Over the course of his dramatic and party-altering campaign for the office of Commander-in-Chief of the United States, Vermont Sen. Bernie Sanders ignited a nation. Not literally, of course, but the man won over some of the most devoted supporters of any candidate in the race with his platform of self-described "Democratic socialism" — and even with his nomination concession at the Democratic National Convention on Tuesday, it's really hard to believe that after that level of fervor, Sanders' voice will simply fade from the public discourse.
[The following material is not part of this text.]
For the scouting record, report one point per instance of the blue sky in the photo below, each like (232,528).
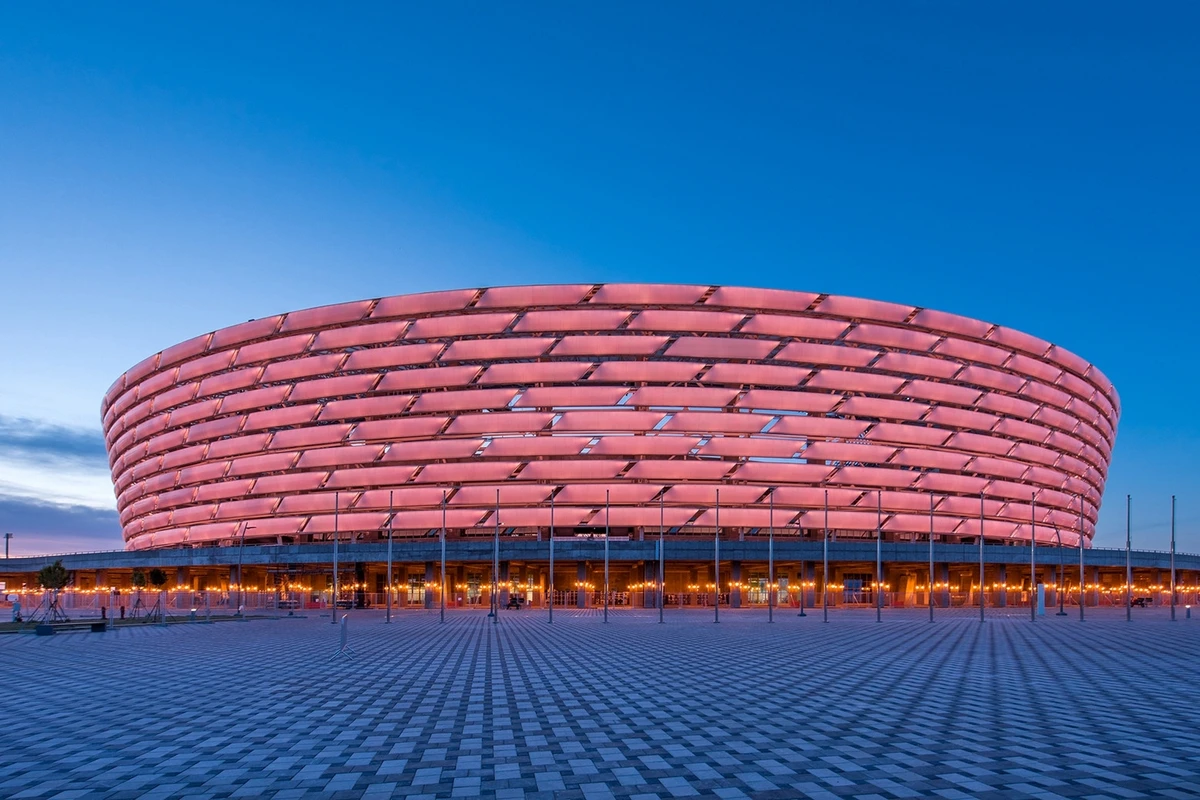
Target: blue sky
(166,170)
Now that he's officially out of the presidential race, both his fans and detractors are wondering what Bernie Sanders will do next.
"Next Tuesday, we continue the fight," Sanders said at a Santa Monica rally June 7, the night opponent Hillary Clinton became the presumptive Democratic nominee, The Los Angeles Times reported. "We are going to fight hard to win the primary in Washington, D.C., and then we take our fight for social, economic, racial, and environmental justice to [the Democratic National Convention]."
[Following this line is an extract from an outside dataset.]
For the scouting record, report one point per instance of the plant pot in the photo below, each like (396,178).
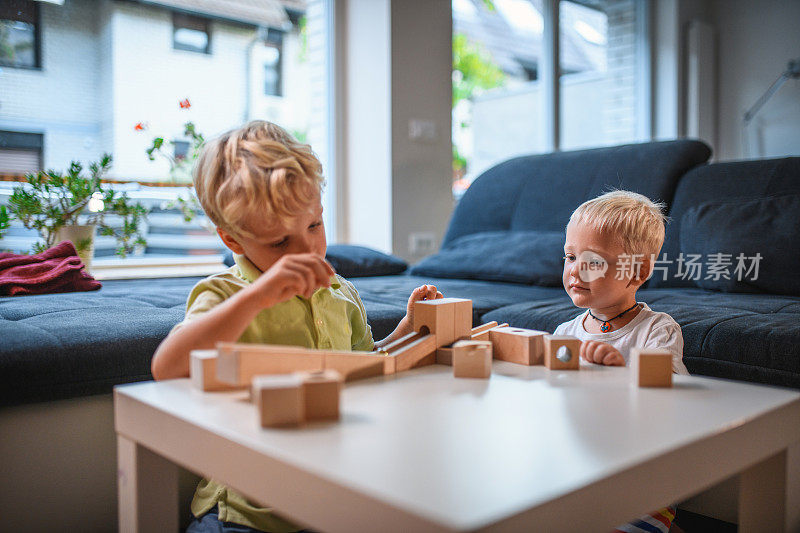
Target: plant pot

That plan ultimately did not result in the Sanders victory at the DNC that so many had been hoping (or perhaps wishing) for, but that's no reason to think that his respectable quest for justice is anywhere near over. Certainly, with his move at Tuesday's convention gathering, Sanders himself seems ready to keep moving forward.
Sanders — one of the few politicians who has held consistent public views on important issues for his entire career — used his run as a presidential candidate to advocate for policies that would directly improve the lives of who he views as underserved Americans, such as a living wage, affordable housing, solutions to income and wealth disparities, and LGBT equality. Although Clinton has flip flopped considerably over the years, she purports to share Sanders' dedication to promoting equality for all Americans, so it's easy to understand why the two were quick to meet up and help organize the new Party platform together.
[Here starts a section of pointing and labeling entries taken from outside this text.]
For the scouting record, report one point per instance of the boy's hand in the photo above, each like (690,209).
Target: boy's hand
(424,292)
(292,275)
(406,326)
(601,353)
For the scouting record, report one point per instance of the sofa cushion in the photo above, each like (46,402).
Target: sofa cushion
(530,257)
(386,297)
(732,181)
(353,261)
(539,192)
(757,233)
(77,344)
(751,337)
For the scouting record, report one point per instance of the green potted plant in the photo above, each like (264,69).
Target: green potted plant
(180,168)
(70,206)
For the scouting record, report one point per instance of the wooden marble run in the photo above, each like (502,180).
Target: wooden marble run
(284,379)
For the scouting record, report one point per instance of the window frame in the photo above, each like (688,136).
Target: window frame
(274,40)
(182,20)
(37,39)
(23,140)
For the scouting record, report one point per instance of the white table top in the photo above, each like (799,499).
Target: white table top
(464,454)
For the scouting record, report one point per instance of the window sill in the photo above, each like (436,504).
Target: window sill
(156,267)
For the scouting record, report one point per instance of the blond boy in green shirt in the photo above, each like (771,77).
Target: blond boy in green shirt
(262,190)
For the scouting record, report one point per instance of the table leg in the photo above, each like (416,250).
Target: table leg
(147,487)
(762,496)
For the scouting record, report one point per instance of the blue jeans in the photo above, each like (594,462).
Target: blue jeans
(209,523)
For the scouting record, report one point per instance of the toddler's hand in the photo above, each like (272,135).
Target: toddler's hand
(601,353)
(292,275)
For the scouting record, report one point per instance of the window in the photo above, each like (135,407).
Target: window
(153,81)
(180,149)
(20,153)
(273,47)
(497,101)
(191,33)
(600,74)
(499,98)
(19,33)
After Clinton's ascension to the status of nominee became obvious June 7, CNN commentator Sally Kohn urged Sanders to "end the campaign, but not the revolution." Now that he has, Sanders still has the opportunity — and, it seems, the drive — to fuel the revolution his campaign previously started. Upon returning to Vermont, Sanders will undoubtedly continue to tout his progressive values, including challenging big banks and corporations. It's also likely that his campaign will help fundraise for other progressive politicians in down-ticket races, ABC News reported.
Presidential losers don't automatically disappear into the political sidelines, as evidenced by former Republican candidate and Arkansas Gov. Mike Huckabee, who hosted a successful Fox News show after his failed run in 2008. Al Gore used his 2000 loss as a springboard to call Americans' attention to climate change, winning a Nobel Peace Prize in the process. And let's not forget Hillary Clinton herself, who lost the 2008 Democratic primary to now-President Barack Obama. She certainly didn't let that stop her.
Because he's 74 years old, Sanders failed presidential bid was likely be his only attempt at the White House. But that doesn't change the fact that with his frank discussions and naked outrage about the inequalities in the United States today, Sanders made a huge difference on politicians and residents nationwide. He didn't win a shot at the top spot, but there's still so much work for him to do.